Court Deems Nanny “Special Employee” And Therefore Barred From Suing Homeowners for Negligence
Nilda Zulueta owned Artime, Inc, doing business as Cardel Jewelers, in New York City. She employed plaintiff Mirtala Pineda to clean the jewelry store and Zulueta’s home in North Bergen, New Jersey, after Pineda had immigrated to the United States from El Salvador in 1990.
In 2004, Zulueta directed Pineda to work full-time at the home of her son, Hector Zulueta, as a nanny and housekeeper. From 2004 to 2011, Pineda worked Monday through Friday from 8:30 a.m. to 5:00 p.m. in Hector Zulueta’s home doing cooking, cleaning and laundry. She would also pick up in the yard after the family dog. Hector Zulueta and his wife directed Pineda’s activities in their home.
On weekends, Pineda cleaned the jewelry store and sometimes Nilda Zulueta’s home. Even after Pineda started working in Hector Zulueta’s home, Pineda was paid by Artime, Inc. Hector Zulueta never paid Pineda to do her job as nanny or housekeeper.
On January 27, 2011, Pineda was in the backyard of Hector Zulueta’s home, picking up dog waste, when she slipped and broke her ankle. She filed a workers’ compensation claim in New York against Artime, Inc. and eventually collected benefits. She also filed a workers’ compensation claim against Hector Zulueta and his wife in New Jersey but agreed to dismiss that claim in August 2013. She filed a civil law suit against Hector Zulueta and his wife in New Jersey for negligent maintenance of their property.

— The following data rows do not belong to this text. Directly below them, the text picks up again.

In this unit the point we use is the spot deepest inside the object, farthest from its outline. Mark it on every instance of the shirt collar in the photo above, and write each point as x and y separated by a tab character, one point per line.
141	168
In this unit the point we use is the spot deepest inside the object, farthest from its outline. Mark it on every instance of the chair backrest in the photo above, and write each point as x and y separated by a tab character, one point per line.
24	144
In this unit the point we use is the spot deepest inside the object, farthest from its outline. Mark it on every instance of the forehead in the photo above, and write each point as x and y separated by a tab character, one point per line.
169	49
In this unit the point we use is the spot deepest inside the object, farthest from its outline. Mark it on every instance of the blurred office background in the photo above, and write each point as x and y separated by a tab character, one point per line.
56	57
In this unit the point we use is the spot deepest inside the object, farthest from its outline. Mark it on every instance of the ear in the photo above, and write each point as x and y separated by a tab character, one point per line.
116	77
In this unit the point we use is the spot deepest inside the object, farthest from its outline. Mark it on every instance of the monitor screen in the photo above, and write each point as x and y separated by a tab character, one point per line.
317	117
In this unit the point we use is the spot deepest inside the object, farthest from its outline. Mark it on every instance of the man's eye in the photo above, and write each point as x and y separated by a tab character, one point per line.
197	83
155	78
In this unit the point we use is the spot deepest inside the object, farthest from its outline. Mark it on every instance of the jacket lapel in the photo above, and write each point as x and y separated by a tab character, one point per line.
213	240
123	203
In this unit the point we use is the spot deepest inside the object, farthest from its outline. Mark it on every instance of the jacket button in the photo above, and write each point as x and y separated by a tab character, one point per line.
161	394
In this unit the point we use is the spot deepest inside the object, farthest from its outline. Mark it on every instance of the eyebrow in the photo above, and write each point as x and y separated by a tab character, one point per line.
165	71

Hector Zulueta and his wife argued that the civil law suit was barred because they employed Pineda; hence, her exclusive remedy was in workers’ compensation court. The trial court agreed, and Pineda appealed. The Appellate Division first noted that an employee may have more than one employer and observed that joint employment is rather common in New Jersey. This situation, however, bore a closer resemblance to “special employment,” where an employee is borrowed from another employer.
The court examined the case of Blessing v. T. Shriver & Co., 94 N.J. Super. 426 (App. Div. 1967) to determine if Pineda was the special employee of Hector Zulueta. In that case the court examined whether the following factors applied:
- Does an express or implied contract exist between the special employee and the special employer?
- Is the work that is being done essentially that of the special employer?
- Does the special employer have the right to control the details of the work?
- Does the special employer pay the employee’s wages?
- Does the special employer have the power to hire, release, or re-hire the employee?
In this case the Appellate Division found that four factors favored special employment, and it said that it is not essential that all five factors must apply under New Jersey case law. On the first factor, the court said that there was evidence of an oral agreement with defendants. Pineda took direction from Hector Zulueta and his wife for many years.
Pineda argued that the second factor was not met because Hector Zulueta and his wife are not business owners. The court said that one does not need to be a business entity to employ others to perform services. Pineda took care of the Zulueta children and that was her main job Monday through Friday.
The court also believed the third factor was met because Pineda took direction from Hector Zulueta and his wife during the week, even if they did not tell her exactly how to cook or clean. The court noted that Nilda Zulueta certainly did not provide direction to Pineda when she was working as a nanny for her son.
The court acknowledged that the fourth factor was missing because Hector Zulueta and his wife did not pay Pineda. Artime, Inc., owned by Hector’s mother, paid her. The court did not raise the issue of whether Hector Zulueta or his wife violated any tax or employment laws in so doing. “We leave it to others, if appropriate, to address the lawfulness of defendants’ employment of plaintiff and their potential liability for income and other taxes that may have arisen as a result of the facts we have described.”
The fifth factor was also disputed, as Pineda argued that there was no proof that Hector Zulueta and his wife could fire Pineda. The court said, “There is no evidence that plaintiff was granted lifetime employment without any right retained by defendants to terminate her services in their home and with their children.”
Since four of the factors existed under the special employment test, the court ruled that plaintiff was a special employee of Hector Zulueta and his wife and therefore affirmed the dismissal of her law suit. The case can be found at Pineda v. Hector Zulueta and Sheila Zulueta, A-1552-13T4 (App. Div. October 23, 2014).